Counterpart to display_value(). When we need the actual sys_id behind a reference field (for linking, dedup, etc.), this pulls the value key from the dict format. With sysparm_display_value=true, reference fields arrive as {"display_value": "...", "link": "..."} so we fall back to extracting the sys_id from the link URL.

Parameters:

field (Any) – Raw field value from the API response.

Return type:

str

Returns:

The raw value string, or empty string for None/empty values.

snowloader.loaders._field_utils.parse_boolean(field)[source]

Convert a ServiceNow boolean field to a Python bool.

ServiceNow returns boolean fields as strings ("true"/"false"), but depending on the display_value setting they might also come back as actual booleans, integers (0/1), or None.

Parameters:

field (Any) – Raw field value from the API response.

Return type:

bool

Returns:

True if the field represents a truthy value, False otherwise.

HTML Cleaner

Lightweight HTML-to-text converter for ServiceNow content.

ServiceNow stores Knowledge Base article bodies as HTML, which is not great for feeding into language models or embedding pipelines. This module provides a simple, dependency-free cleaner that strips HTML tags and converts common constructs into readable plain text.

We intentionally avoid pulling in BeautifulSoup or lxml for this. The HTML coming out of ServiceNow is relatively tame (mostly paragraphs, lists, basic formatting) and a regex-based approach handles it well enough. The re module from stdlib is all we need.

Author: Roni Das

snowloader.utils.html_cleaner.clean_html(raw_html)[source]

Convert an HTML string to clean plain text.

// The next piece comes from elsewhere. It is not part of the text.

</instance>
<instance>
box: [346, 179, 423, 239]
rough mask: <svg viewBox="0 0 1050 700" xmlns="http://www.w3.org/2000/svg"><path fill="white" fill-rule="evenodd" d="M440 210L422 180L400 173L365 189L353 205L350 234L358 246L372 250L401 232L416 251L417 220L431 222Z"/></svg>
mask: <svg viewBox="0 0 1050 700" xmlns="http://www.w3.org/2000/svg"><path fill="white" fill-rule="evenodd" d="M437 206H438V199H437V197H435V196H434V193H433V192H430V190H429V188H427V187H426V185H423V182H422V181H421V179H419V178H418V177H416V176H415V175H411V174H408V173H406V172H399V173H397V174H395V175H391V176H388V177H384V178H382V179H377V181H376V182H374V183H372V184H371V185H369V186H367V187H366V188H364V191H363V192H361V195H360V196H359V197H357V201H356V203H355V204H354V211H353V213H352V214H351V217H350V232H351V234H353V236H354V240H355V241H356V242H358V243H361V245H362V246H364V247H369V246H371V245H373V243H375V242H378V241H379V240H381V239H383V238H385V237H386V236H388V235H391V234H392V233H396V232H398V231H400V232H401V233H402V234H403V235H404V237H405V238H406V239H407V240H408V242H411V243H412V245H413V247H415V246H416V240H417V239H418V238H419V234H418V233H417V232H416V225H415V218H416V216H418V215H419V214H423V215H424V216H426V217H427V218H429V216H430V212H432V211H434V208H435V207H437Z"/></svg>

Handles the common patterns found in ServiceNow KB articles:
  • <br> and <br/> tags become newlines

  • </p>, </div>, </li> tags become newlines for paragraph separation

  • All remaining HTML tags are stripped

  • HTML entities (&amp;, &lt;, &gt;, etc.) are decoded

  • Excess whitespace and blank lines are collapsed

Parameters:

raw_html (str) – The HTML string to clean. Can be empty.

Return type:

str

Returns:

Plain text with reasonable formatting preserved.